As part of a community of Bulgarians in Banat, the artist’s attention is focused on the idea of belonging and identity, approached in its broadest sense, highlighting a clear attraction for cultural singularities. As the artist herself confesses, “I am interested in observing both details and gestures of everyday life, as well as attitudes that continue to mark and preserve the singularity of each one. Behind the accumulations and diversity of carefully manufactured and collected objects, the individual is simultaneously absent and present, a paradox of our modernity. ”
The exhibition consists of works belonging to 3 different series:
Pudgasnić, 2019
During the annual celebration of St. Lazarus, in a familiar female setting, the girls are assisted in putting on the dress, according to a rite of teaching customs. Their clothes become an armour, heavy to wear.

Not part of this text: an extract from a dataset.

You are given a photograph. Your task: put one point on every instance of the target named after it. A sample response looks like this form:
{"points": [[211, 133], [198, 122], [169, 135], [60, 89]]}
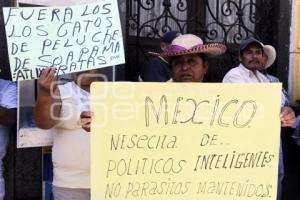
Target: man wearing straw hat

Therefore Pudgasnić, the booty pillow, is an invisible element fixed on the upper part of the buttocks, creating an ideal feminine shape, otherwise unattainable. This beauty standard applies to girls according to the tradition of the Bulgarian community in Banat.
(des)coase, 2019
Adjjima(Berenice) Hadar(Hadja) Luise(Hadja) Tijana(Hadja) Touza(Hadja) Nirveda(Berenice)
Pusha Petrov managed to be accepted in the privacy of the African hair salons in Paris, questioning their multiple social and community functions as a testimony of a collective affirmation. To reach the final shape of some hairstyles, extensions and ponytails are fixed with thread which is then taken down. For these threads that appear in this series, she asked “other artists to choose a colour and to intervene each in turn”. The artist left them as they are, as a personal analytical contribution.
Pišćir, 2020
Pišćir is a peculiar prop, an ornament placed on the head. Built on a metal and cardboard structure, the headdress acquires a volumetric sculptural status, a magnificent piece that gives the wearer prestige and pride. Strongly and brilliantly decorated, it gives the feeling of a pretentious gold ornament to wear.
With a history of almost a century and a half, composed of meticulously embroidered and hand-woven elements, with gold thread inserts, the traditional female costume is entirely designed and created by the women of the family to be part of the dowry and is supposed to be inherited from generation to generation.
The village of Dudeștii-Vechi is the modest home of a small community known as the Palćene or the Bulgarians from Banat. The identity of this group, forged in tradition and religion, is imbued with a great community spirit, and their traditional feminine costume is a distinctive and special sign.